Panikkar did not like talking about two subjects. As a young man in Spain, serious about religious ideas and the spiritual life, he became a friend of the charismatic Josemaría Escrivá de Balaguer, who urged him to become a priest. Panikkar was ordained in 1946 and was associated with Opus Dei for some twenty years. This association ended with the coming of the Second Vatican Council. When asked about this time in his life, Panikkar had little to say beyond the claim that he did not regret it. The other topic Panikkar did not like talking about was his marriage. As I understand the matter, Panikkar entered into a civil ceremony when he was seventy. The identity of his wife is not known to me. If the couple lived together at all, the time was brief. Panikkar never stopped functioning as a priest. In fact, he claimed that the marriage was his way of protesting mandatory celibacy. (Panikkar’s sister is said to have noted that there were better ways to protest celibacy.) Eventually his relationship with the church was regularized by the bishop of the Diocese of Varanasi. Panikkar’s marriage sheds very little light on his intellectual achievements. His association with Opus Dei, on the other hand, allows us to appreciate what a long intellectual journey this thinker made in his ninety-one years of life.

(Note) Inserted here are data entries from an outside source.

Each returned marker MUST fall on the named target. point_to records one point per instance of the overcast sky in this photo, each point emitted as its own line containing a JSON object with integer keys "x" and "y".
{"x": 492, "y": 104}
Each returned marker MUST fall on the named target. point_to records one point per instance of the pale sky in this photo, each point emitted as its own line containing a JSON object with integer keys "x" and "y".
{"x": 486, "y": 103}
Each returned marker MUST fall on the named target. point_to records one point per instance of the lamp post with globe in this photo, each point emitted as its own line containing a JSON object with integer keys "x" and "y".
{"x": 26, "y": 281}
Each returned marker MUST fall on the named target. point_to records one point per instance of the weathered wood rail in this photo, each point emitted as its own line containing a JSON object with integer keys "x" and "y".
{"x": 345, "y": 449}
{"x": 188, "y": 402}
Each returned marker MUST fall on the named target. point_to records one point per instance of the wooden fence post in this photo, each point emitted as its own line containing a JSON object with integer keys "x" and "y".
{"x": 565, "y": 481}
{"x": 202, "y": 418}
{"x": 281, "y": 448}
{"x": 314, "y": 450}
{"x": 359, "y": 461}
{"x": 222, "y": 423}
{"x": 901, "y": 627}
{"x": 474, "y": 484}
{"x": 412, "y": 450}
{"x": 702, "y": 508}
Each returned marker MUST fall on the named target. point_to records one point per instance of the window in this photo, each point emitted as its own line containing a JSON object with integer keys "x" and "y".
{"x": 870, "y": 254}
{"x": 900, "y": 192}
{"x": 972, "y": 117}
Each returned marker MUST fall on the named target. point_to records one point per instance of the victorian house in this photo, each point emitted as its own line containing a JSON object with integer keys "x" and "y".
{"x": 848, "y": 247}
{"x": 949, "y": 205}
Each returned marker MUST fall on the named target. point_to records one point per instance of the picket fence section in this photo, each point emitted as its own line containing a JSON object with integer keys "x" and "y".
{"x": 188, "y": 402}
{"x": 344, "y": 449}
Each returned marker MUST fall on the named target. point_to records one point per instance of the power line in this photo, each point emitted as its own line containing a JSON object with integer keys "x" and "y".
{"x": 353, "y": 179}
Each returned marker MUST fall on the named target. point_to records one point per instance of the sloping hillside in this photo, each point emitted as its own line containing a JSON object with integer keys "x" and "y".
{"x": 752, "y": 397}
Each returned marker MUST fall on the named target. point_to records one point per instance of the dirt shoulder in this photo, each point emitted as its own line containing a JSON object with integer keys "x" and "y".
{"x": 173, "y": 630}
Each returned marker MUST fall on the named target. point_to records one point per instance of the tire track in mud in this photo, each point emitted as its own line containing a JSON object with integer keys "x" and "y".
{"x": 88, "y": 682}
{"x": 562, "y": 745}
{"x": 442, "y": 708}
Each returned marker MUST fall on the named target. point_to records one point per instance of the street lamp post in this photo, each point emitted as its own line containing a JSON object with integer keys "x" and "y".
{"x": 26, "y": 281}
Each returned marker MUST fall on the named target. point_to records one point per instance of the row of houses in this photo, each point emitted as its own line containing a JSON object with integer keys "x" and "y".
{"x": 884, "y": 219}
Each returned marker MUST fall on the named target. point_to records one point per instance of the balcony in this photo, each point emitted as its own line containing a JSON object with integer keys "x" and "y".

Panikkar’s last book, The Rhythm of Being, comes with an affecting backstory. The book has been called Panikkar’s most mature work. I look on it as a summation of his thought. The backstory is that the book was largely finished some twenty years ago. The book is based on his Gifford lectures given in 1989–90. After expanding on the lectures considerably, he delayed in publishing the manuscript. Why the delay? Perhaps a hint is to be found in the book’s brief epilogue. Panikkar reports that he was unable to write the last chapter, which was to have the title “The Survival of Being.” As his death approached, he decided to publish the manuscript without the final chapter. In the epilogue, he confesses that in the excitement of the lectures he imagined that he could tackle a subject that, in the end, proved to be beyond the powers of his intellect. “I have touched the limits of my understanding and must stop here,” he writes. Then, in a way that reveals much about himself, he adds, “How can human thinking grasp the destiny of life itself, when we are not its owners?”